Filtration is a crucial step in the downstream processing of any harvest cells since it is also integral to the capture, intermediate purification, and polishing stages. Moreover, filtration is utilized for the preparation of purified water and other liquids for buffering and sanitizing purposes. Below are the different types of filtration process:

  • Microfiltration can be used at the start of the downstream process to clarify the feed beyond what was accomplished in the upstream harvest and centrifugation/clarification.
  • Ultrafiltration is used between chromatography steps to concentrate the product and change the buffer conditions to prepare it for subsequent chromatography steps.
  • Sterilizing grade direct flow filtration involving the use of nanofiltration cartridges, eliminates microbial organisms and insoluble proteins, removes adventitious and endogenous viruses, and sterile filters the product in preparation for final formulation.
Flow-through devices, assembled with the above membrane media, are formatted to affect two general flow types:
  • Direct Flow Filtration devices allow the process fluid to cross the membrane in essentially a perpendicular flow direction; this provides little or no prevention of particulate build-up or the concentration of other elements that do not fit through the pore structure.
  • Tangential Flow Filtration devices orient the membrane so that process flow sweeps across the active filtration surface, which minimizes pore plugging and surface fouling by concentrated reject elements of the feed.
Direct Flow Filtration (DFF)

A flat membrane disk is the simplest arrangement of the filter. However, as membrane surface area requirements increase, a pleated sheet either with or without a secondary supporting layer is formed. The combined filtration layer is then wrapped around a perforated collecting core. An advanced version of this type fits an even greater membrane area into the same cartridge volume by folding the pleats over, allowing a greater length of membrane along each fold.

In the typical pleated membrane DFF cartridge, flow is directed from the inlet (through the media in a perpendicular or direct path across the membrane) to the outer surface of the media. The flow the collects in the core and exits the holder to the device’s downstream port.
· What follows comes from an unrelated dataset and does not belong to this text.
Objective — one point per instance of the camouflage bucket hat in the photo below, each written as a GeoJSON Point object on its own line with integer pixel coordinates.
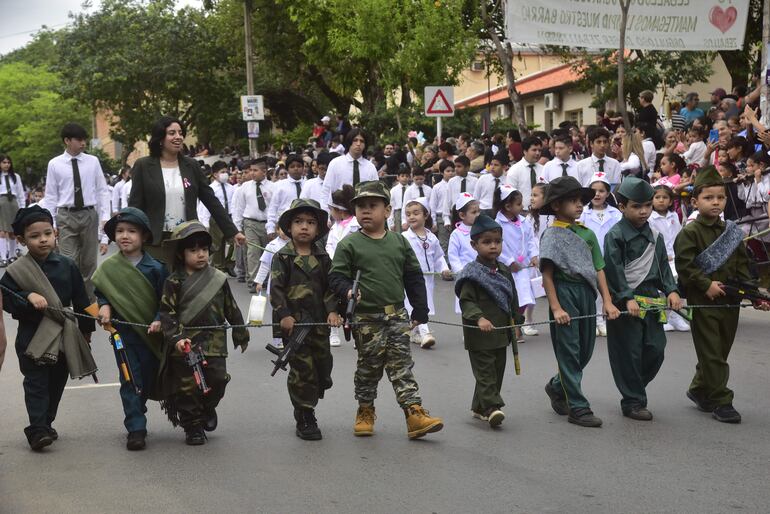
{"type": "Point", "coordinates": [372, 189]}
{"type": "Point", "coordinates": [179, 234]}
{"type": "Point", "coordinates": [305, 205]}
Tangential Flow Filtration (TFF)

TFF is rapid and efficient method for separating and purifying process flow. It can be used to recover and purify solutions from small volumes (10 mL) up to thousands of liters. With TFF the feed flows tangentially over the surface of the membrane, where a portion flows through the membrane as permeate.

Chromatography

Liquid chromatography is purification method employing a packed resin bed, through which a solution containing a mixture of solutes is flowed; specific solutes are differentially bound or slowed as they contact the bed, while others pass through without interacting with the packed resin. The large majority of chromatography steps used in the purification of mAbs and other protein-based biotherapeutics are those in which some constituents bind or interact with a ligand of the stationary phases (packed resin) absolutely, while others pass through with no interaction. The bound components are then removed or eluted by the gradual or step-wise change of the composition of the mobile phase run through the packed resin bed, such that bound feed constituents are ideally eluted separately from the product of interest. In bind-elute methods the product is what binds, while in flow-through methods the product passes through while other unwanted elements of the feed are temporarily bound.